Recruiting in Zeiten des Fachkräftemangels – so gelingen langfristig orientierte und erfolgreiche Besetzungen von Führungsfunktionen
Original erschienen auf NZZ Jobs.
Die Mehrheit der Unternehmen hat heute Schwierigkeiten, bestens qualifizierte, motivierte und leistungsorientierte Führungskräfte zu finden. Die Nachfrage ist oft grösser als der Pool von Kandidaten. Diese artikulieren zudem ihre Präferenzen klarer und direkter und haben i.d.R. “mehrere Eisen im Feuer“ resp. eine Auswahl an Angeboten. Das spüren selbst über Jahrzehnte erfolgreiche und respektierte Unternehmen. Im KMU-Segment ist dies ganz besonders ausgeprägt. Innovative Arbeitgeber lassen sich hier jedoch einiges einfallen, um im Arbeitsmarkt attraktiv zu bleiben. Wer es sich leisten kann, der bezahlt unter Umständen mehr, offeriert Zusatzleistungen und verschiedenste Goodies – von der inhouse-Kinderbetreuung über das Fitnessangebot bis zur 100%igen Übernahme der PK-Beiträge.

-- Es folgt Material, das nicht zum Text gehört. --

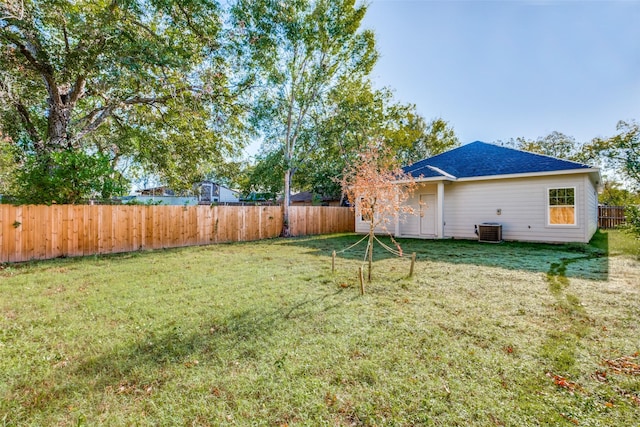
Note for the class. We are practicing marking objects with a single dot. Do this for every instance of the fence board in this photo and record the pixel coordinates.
(42, 232)
(610, 216)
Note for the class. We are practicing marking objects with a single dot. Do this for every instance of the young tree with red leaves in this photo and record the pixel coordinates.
(378, 188)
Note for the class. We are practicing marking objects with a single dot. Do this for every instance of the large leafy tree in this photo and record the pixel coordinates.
(355, 115)
(299, 51)
(555, 144)
(620, 152)
(88, 81)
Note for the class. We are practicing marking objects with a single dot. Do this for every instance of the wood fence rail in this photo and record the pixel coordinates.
(610, 216)
(33, 232)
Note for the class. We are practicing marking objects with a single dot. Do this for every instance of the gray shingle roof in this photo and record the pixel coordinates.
(478, 159)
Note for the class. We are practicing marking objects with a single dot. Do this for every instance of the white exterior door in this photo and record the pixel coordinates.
(428, 214)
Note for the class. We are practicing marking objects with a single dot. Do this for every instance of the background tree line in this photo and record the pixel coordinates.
(95, 94)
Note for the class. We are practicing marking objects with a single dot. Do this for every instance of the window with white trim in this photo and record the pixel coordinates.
(562, 206)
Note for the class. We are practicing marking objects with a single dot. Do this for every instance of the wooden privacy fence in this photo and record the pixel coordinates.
(610, 216)
(32, 232)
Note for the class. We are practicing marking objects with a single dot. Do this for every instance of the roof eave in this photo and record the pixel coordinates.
(595, 172)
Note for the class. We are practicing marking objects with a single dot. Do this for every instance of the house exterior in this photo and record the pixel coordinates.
(531, 197)
(210, 192)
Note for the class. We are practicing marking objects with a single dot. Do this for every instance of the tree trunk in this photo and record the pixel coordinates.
(286, 202)
(370, 249)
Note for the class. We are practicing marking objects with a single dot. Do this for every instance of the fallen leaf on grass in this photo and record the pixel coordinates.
(569, 418)
(624, 365)
(562, 382)
(600, 376)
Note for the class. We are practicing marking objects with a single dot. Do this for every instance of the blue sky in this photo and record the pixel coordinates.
(502, 69)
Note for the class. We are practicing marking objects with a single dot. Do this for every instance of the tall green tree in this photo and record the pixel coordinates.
(556, 144)
(299, 51)
(620, 152)
(82, 81)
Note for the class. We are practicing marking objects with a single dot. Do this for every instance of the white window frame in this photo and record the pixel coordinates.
(575, 207)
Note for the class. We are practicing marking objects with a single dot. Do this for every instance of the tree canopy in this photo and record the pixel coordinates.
(87, 83)
(298, 52)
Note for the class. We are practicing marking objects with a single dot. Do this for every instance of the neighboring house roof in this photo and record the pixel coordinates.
(479, 159)
(307, 196)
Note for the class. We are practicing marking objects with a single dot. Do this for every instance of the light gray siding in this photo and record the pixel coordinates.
(591, 207)
(519, 204)
(522, 205)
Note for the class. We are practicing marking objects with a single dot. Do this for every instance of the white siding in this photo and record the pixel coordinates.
(410, 224)
(591, 208)
(228, 196)
(523, 208)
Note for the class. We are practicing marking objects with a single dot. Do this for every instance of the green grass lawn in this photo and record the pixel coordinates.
(265, 334)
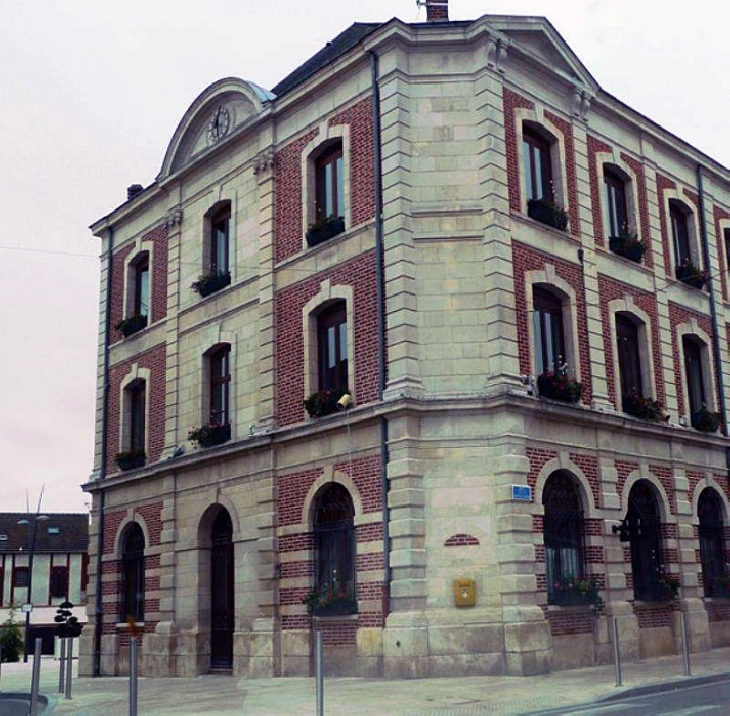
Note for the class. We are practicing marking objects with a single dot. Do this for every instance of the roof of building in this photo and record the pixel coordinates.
(341, 44)
(61, 532)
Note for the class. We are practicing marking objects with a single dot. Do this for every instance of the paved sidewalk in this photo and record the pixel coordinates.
(468, 696)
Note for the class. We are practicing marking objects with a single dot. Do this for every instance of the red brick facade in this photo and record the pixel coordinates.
(525, 258)
(360, 274)
(678, 315)
(289, 220)
(154, 361)
(611, 290)
(158, 280)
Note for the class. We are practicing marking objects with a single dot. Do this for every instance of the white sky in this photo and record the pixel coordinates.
(91, 93)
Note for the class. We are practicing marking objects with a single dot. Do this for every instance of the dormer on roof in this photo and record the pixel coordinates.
(218, 112)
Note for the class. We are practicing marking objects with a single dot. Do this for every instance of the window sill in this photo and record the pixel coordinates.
(336, 618)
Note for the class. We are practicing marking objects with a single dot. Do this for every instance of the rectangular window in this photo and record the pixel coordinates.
(59, 583)
(536, 166)
(220, 381)
(137, 397)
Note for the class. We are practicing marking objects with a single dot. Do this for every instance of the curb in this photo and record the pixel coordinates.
(663, 687)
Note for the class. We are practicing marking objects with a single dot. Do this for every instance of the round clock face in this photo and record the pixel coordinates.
(219, 124)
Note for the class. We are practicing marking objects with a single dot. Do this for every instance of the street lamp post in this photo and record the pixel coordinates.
(31, 553)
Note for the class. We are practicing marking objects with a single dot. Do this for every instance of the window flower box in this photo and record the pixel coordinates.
(547, 212)
(325, 229)
(667, 588)
(644, 408)
(131, 325)
(705, 420)
(329, 604)
(690, 274)
(211, 282)
(211, 434)
(558, 385)
(628, 246)
(576, 591)
(131, 459)
(324, 402)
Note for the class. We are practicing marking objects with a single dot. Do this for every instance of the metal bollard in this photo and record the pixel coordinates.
(318, 673)
(62, 665)
(35, 681)
(685, 647)
(133, 676)
(69, 665)
(616, 652)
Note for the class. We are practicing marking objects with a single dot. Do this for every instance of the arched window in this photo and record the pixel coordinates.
(616, 206)
(536, 165)
(629, 360)
(712, 543)
(644, 530)
(563, 535)
(680, 233)
(136, 396)
(335, 552)
(220, 383)
(332, 347)
(141, 269)
(548, 330)
(330, 187)
(132, 573)
(694, 374)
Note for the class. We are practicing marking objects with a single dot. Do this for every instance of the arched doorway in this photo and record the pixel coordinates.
(563, 534)
(712, 543)
(221, 592)
(335, 585)
(643, 520)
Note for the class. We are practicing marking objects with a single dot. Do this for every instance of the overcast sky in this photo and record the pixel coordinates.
(91, 93)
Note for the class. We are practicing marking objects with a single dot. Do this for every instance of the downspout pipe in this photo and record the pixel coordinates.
(380, 308)
(98, 607)
(713, 307)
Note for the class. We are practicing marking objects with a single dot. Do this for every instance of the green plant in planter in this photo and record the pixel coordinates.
(324, 402)
(131, 325)
(548, 212)
(325, 229)
(211, 434)
(11, 639)
(645, 408)
(558, 385)
(705, 420)
(576, 591)
(690, 274)
(628, 245)
(211, 282)
(130, 459)
(668, 588)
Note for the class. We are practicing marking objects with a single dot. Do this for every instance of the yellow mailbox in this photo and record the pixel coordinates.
(465, 592)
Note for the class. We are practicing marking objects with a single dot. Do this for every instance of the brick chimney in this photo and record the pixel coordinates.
(437, 10)
(134, 190)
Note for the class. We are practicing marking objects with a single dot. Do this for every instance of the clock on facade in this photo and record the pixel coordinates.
(219, 124)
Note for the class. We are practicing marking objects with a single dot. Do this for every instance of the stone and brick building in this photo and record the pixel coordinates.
(520, 282)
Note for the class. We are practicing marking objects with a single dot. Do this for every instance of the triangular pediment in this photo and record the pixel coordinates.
(537, 39)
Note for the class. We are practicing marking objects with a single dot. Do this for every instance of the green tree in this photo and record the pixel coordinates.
(11, 639)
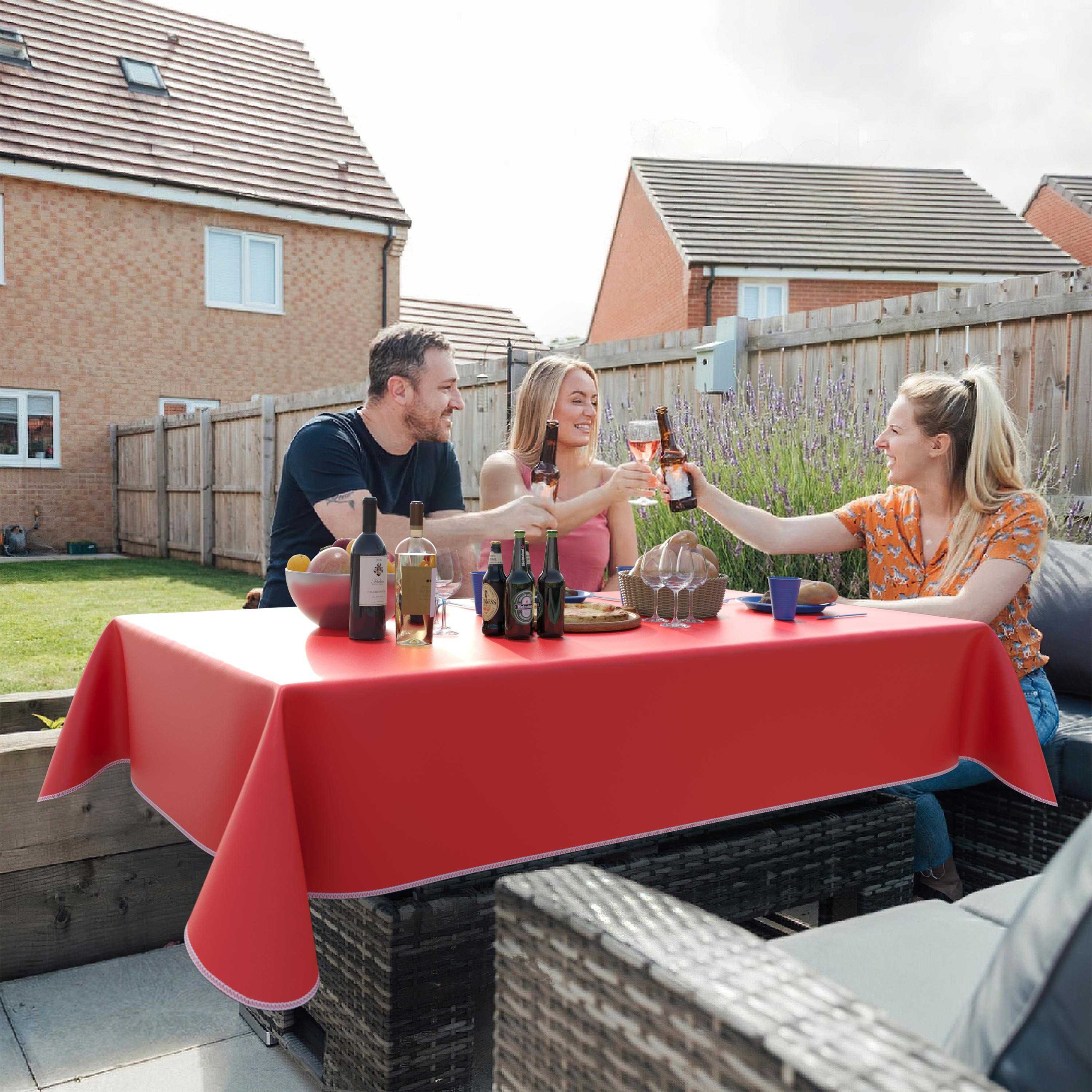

Dabei stellt sich allerdings immer die Frage, was dies langfristig für die Lohnkosten eines Unternehmens bedeutet. Es gibt jedoch auch Unternehmen, die es anders machen – vielleicht ist es gerade dieses „anders machen“, das zum Erfolg führt.
Die Identifikation mit dem Arbeitgeber und seinen Werten sowie die Sinnhaftigkeit der Tätigkeit sind insbesondere bei der jüngeren Generation ungleich höher gewichtet – ebenso die Reputation des Unternehmens und seiner Führungskräfte. Dazu kommen der Wunsch nach mehr Flexibilität, die Bereitschaft Neues auszuprobieren und traditionelle Karriereansichten auch infrage zu stellen. Freiraum, Selbständigkeit sowie die aktive Mitbestimmung sind Faktoren, die vermehrt eingefordert werden. Die vertiefte Auseinandersetzung mit diesen veränderten Rahmenbedingungen ist ein Ansatzpunkt seitens der Arbeitgeber, um auf dem Kandidatenmarkt erfolgreich zu rekrutieren.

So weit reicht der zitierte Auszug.